USA: 'cruel' execution in Missouri set to go ahead despite innocence claims
‘Compelling’ evidence over bloodstains never heard at five different trials for 64-year-old Walter Barton
Execution would be first in USA during COVID-19 pandemic
‘Missouri seems to willingly accept the grave risk of executing a person who could be innocent’ - Kristina Roth
Ahead of the planned execution in the US state of Missouri later today of a man who has proclaimed his innocence through five trials and faces execution despite claims that “compelling” evidence never heard at his trials could have exonerated him, Kristina Roth, Senior Criminal Justice Programme Officer at Amnesty International USA, said;
“The planned execution of Walter Barton demonstrates why the death penalty is far too flawed to ever fix.
“Barton maintains his innocence after it took five trials which lasted over a decade to convict and sentence him.
“He faces execution despite the existence of expert opinion and evidence - never heard by a trial jury - which counters key elements that led to his conviction. This is not justice, it is cruelty.

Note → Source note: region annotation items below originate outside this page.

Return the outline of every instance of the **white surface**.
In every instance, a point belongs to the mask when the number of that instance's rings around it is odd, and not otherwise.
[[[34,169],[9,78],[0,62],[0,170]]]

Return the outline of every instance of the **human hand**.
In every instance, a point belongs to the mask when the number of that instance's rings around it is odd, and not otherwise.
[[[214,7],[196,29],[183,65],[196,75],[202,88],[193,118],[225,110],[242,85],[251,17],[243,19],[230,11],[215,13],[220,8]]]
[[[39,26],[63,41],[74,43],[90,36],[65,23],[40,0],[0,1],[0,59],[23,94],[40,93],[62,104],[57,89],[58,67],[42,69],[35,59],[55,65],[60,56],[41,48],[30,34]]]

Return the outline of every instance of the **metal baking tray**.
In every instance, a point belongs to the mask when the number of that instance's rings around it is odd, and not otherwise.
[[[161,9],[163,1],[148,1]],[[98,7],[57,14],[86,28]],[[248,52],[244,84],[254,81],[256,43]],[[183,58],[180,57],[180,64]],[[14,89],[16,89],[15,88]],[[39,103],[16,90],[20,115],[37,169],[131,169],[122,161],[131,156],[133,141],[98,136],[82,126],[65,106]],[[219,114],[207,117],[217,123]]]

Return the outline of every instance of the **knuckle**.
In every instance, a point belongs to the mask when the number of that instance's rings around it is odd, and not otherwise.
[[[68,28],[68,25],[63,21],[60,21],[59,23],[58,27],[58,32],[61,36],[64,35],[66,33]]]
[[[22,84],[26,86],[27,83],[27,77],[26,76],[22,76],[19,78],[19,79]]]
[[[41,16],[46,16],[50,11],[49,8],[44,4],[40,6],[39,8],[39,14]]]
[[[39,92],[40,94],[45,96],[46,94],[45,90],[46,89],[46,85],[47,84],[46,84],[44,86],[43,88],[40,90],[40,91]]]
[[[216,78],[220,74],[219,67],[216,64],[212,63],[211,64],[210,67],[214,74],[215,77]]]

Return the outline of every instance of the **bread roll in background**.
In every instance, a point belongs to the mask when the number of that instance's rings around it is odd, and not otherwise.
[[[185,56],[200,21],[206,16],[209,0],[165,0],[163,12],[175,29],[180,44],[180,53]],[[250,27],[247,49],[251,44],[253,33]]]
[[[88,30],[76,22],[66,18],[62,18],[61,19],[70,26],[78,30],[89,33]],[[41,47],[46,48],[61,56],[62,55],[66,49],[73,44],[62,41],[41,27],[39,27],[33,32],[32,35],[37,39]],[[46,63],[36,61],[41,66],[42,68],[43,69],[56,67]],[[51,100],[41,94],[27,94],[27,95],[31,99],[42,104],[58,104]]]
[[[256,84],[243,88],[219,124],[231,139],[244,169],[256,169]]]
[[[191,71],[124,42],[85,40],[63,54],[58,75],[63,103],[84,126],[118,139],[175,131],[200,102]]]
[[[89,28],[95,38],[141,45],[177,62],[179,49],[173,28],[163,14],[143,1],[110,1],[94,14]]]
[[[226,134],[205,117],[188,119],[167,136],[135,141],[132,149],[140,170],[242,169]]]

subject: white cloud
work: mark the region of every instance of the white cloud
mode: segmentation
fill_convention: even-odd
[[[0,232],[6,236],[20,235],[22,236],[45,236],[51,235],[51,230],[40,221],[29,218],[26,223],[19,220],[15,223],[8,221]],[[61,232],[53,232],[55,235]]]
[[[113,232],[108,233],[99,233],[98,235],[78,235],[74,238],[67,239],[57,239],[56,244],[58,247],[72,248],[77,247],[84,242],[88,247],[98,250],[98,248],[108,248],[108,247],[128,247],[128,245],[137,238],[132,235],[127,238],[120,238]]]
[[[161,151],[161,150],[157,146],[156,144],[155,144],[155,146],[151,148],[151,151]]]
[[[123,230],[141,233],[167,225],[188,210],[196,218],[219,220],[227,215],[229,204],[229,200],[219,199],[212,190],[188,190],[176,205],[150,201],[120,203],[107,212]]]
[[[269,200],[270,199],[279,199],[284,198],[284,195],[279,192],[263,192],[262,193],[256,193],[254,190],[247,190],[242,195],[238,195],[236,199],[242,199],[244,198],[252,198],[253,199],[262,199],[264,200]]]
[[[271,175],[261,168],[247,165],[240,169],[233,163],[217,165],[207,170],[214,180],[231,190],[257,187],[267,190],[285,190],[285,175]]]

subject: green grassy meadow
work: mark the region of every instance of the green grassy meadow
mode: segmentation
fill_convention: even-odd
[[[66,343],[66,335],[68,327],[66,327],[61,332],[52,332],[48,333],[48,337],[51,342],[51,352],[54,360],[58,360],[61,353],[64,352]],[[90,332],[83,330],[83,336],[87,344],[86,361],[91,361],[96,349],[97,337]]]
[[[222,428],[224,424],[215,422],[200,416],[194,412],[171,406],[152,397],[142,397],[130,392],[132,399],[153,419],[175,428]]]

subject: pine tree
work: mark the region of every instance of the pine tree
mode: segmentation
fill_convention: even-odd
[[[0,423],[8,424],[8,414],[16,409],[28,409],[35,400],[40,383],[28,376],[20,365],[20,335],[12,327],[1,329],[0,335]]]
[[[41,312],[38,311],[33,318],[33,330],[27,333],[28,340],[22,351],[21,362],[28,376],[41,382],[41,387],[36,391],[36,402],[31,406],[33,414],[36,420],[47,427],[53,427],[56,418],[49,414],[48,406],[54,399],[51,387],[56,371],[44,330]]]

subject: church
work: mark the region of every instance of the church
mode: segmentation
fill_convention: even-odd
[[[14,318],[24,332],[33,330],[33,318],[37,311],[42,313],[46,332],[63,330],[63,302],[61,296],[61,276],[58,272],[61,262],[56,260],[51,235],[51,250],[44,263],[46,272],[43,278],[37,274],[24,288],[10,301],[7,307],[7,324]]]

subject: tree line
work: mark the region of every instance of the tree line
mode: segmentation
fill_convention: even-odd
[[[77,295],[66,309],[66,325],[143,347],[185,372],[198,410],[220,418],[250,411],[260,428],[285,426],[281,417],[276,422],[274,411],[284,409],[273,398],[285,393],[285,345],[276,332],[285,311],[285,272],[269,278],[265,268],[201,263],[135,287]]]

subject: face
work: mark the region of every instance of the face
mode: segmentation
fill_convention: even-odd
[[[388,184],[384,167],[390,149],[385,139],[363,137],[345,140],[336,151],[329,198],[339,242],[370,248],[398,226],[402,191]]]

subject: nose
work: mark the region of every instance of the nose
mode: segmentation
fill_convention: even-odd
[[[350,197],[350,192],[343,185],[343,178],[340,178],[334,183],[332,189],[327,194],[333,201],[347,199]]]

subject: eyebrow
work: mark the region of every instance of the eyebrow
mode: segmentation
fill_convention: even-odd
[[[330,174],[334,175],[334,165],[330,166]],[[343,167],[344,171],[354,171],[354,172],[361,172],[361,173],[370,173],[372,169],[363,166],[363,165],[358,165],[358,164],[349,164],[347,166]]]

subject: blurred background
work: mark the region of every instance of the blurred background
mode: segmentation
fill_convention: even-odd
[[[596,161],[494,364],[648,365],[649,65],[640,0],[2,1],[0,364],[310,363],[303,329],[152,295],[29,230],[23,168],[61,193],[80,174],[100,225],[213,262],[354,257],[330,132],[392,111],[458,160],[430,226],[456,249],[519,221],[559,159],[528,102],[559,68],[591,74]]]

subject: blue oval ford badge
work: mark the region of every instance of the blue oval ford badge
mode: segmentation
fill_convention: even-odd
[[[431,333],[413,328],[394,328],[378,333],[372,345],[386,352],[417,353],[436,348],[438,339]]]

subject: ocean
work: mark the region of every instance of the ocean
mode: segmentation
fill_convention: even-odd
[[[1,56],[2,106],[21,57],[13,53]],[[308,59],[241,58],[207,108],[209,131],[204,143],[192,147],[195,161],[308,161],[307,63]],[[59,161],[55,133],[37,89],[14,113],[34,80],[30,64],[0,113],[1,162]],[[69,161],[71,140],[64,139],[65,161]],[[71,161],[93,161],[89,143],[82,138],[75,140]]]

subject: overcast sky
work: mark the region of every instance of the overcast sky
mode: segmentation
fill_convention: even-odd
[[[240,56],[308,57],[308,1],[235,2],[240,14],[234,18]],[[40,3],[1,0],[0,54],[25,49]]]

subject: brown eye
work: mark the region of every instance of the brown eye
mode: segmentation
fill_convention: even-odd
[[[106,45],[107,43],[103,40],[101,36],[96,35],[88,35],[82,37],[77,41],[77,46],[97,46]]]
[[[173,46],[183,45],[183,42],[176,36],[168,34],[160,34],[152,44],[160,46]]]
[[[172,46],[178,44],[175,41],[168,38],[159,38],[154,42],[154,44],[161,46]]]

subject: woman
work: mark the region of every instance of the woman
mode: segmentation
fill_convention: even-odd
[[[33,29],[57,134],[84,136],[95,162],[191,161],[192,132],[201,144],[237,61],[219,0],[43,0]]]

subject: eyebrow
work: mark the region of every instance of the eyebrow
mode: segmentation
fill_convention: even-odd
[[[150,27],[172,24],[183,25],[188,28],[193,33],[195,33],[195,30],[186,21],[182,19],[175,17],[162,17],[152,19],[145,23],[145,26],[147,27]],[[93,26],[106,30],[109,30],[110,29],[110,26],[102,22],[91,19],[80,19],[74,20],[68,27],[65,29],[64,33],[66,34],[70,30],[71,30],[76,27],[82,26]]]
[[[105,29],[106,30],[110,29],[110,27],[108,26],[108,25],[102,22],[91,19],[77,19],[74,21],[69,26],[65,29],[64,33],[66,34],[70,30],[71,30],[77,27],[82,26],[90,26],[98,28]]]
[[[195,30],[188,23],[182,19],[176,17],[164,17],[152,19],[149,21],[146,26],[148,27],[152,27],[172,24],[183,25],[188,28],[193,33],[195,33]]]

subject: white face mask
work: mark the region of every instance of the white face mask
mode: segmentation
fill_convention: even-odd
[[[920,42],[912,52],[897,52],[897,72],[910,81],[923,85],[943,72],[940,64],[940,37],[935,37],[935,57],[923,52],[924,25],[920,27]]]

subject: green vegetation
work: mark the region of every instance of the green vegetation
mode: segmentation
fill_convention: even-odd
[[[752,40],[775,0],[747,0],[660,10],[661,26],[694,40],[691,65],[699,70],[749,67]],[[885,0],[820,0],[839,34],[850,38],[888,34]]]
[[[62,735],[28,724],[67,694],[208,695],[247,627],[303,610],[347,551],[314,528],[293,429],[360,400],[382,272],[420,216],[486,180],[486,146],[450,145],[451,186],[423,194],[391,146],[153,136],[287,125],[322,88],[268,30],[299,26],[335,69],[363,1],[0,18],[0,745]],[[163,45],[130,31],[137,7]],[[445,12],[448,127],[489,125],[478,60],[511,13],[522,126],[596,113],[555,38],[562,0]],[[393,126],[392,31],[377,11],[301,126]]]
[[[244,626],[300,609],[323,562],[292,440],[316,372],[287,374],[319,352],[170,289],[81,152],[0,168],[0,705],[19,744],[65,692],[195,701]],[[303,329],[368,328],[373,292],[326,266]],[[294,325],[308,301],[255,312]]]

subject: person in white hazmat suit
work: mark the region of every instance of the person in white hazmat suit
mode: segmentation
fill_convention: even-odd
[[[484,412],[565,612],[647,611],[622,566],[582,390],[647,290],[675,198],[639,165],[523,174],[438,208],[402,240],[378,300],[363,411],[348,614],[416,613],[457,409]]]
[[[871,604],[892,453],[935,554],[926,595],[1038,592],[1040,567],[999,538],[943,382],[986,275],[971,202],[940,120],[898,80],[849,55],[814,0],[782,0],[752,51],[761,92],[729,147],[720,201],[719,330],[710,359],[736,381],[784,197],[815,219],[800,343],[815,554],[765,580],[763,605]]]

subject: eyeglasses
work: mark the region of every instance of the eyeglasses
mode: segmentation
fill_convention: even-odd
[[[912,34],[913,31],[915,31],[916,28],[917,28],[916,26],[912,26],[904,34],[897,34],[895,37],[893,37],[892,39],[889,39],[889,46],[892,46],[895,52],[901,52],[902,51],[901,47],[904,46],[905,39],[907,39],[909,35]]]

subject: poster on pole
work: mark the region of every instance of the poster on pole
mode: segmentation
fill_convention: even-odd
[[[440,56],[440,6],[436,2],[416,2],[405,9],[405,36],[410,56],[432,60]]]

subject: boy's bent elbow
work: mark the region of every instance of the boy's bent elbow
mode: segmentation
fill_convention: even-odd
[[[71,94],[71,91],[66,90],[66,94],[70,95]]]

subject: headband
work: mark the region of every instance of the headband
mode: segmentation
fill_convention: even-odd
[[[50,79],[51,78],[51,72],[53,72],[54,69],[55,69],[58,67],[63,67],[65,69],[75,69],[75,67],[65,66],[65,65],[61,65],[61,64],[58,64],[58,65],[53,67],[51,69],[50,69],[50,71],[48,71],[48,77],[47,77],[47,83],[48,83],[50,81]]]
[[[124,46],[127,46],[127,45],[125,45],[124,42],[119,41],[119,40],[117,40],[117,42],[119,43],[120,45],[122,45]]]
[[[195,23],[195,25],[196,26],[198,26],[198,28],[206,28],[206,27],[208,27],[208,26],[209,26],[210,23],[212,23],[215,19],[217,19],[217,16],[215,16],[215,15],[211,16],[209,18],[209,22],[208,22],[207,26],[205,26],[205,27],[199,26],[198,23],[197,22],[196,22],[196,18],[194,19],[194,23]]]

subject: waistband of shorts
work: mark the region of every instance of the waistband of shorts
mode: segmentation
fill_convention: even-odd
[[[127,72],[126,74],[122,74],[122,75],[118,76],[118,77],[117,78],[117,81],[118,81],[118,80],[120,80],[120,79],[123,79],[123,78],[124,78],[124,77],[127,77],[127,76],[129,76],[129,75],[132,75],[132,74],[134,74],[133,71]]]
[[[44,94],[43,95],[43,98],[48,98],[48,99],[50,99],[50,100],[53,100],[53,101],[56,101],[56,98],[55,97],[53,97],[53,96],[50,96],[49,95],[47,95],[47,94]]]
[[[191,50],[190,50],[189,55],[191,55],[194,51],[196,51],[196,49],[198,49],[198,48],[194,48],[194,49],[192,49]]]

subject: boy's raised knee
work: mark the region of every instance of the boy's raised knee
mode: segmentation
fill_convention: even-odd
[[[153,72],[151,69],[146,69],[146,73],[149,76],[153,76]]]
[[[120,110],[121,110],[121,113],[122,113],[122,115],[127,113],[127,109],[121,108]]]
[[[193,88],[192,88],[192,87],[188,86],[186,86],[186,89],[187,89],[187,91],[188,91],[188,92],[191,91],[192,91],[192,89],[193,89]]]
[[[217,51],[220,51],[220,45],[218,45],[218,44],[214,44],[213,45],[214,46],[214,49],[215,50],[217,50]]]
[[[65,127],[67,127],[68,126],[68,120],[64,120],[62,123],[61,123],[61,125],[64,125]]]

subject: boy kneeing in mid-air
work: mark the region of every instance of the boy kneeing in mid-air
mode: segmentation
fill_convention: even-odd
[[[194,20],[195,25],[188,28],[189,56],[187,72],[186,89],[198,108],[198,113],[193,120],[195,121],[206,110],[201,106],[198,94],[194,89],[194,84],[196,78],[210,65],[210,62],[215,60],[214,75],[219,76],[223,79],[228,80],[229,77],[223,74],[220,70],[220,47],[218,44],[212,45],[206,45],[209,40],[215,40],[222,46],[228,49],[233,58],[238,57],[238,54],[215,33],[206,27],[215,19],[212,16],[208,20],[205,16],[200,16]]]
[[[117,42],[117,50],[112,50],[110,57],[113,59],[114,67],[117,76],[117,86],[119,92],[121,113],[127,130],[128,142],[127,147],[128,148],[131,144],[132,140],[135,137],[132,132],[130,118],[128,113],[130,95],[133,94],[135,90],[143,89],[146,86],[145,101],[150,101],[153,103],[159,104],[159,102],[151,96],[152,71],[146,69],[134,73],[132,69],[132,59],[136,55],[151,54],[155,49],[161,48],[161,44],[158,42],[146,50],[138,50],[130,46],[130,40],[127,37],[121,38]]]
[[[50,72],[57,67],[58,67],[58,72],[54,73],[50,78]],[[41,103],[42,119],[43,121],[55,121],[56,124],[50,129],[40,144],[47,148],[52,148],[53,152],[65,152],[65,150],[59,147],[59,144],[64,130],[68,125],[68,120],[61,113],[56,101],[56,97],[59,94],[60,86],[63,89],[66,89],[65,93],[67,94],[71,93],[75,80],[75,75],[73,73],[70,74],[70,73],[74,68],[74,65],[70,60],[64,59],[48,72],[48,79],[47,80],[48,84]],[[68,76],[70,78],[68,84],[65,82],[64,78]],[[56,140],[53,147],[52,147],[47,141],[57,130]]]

“Missouri seems to willingly accept the grave risk of executing a person who could be innocent.”
If carried out, the execution of Walter Barton, 64, would be the first in the United States during the COVID-19 pandemic.
In light of serious concerns over Barton’s possible innocence - as well as principled objections to all uses of the death penalty - Amnesty is calling on Missouri State Governor Michael L Parson to grant Barton clemency.
Five separate trials
Walter Barton was sentenced to death in 2006 for the murder of an 81-year-old woman - a mobile home park operator - in the city of Ozark in Missouri in 1991. This was the fifth trial in the case and Barton has always maintained his innocence. The first two trials were declared mistrials - the first before the trial started, the second after a jury could not reach a verdict. Two subsequent trials resulted in convictions and death sentences, though these were overturned on appeal due to prosecutorial misconduct. The fifth and final trial resulted in a conviction and a death sentence in 2006.
This last conviction was upheld only by a 4-3 decision by the Missouri Supreme Court in 2007. Supreme Court Judge Michael Wolff, in his dissenting opinion, wrote:
“From the first mistrial in 1993 through three completed trials, post-conviction proceedings, multiple appeals, there is a trail of mishaps and misdeeds that, taken together, reflect poorly on the criminal justice system.”
Blood spatter evidence never heard at trial
Walter Barton faces execution despite “compelling” expert testimony never heard by a trial jury.
At his trial, evidence was presented that Barton - along with the victim’s granddaughter and a neighbour - discovered the victim’s body. Barton informed police that small blood stains found on his clothing were likely to have occurred when the granddaughter moved toward the body and he attempted to hold her back, with both slipping in the blood-drenched room.
For the prosecution, an expert claimed that stains on Barton’s clothes came from impact against a blood source causing spatter, and could not have been deposited in the way described by Barton.
However, a certified crime scene and bloodstain pattern examiner conducted a full analysis of the same clothing for a later federal appeal. The examiner determined that none of the stains were the result of impact spatter, but instead were consistent with Barton’s original explanation. The expert also said the clothing taken from Barton could not have been that worn by the killer because there were only a few, very small bloodstains, whereas the killer’s clothes would have been soaked in blood because of the nature of the wounds inflicted on the victim.
Three trial jurors have recently signed affidavits indicating that the new blood analysis would have been “compelling” to them had it been presented at trial. Other evidence, again never heard during the trials, also appears to undermine the credibility of a key witness - a prison informant.
Since 1973, 167 people have been exonerated from US death rows on the grounds of innocence.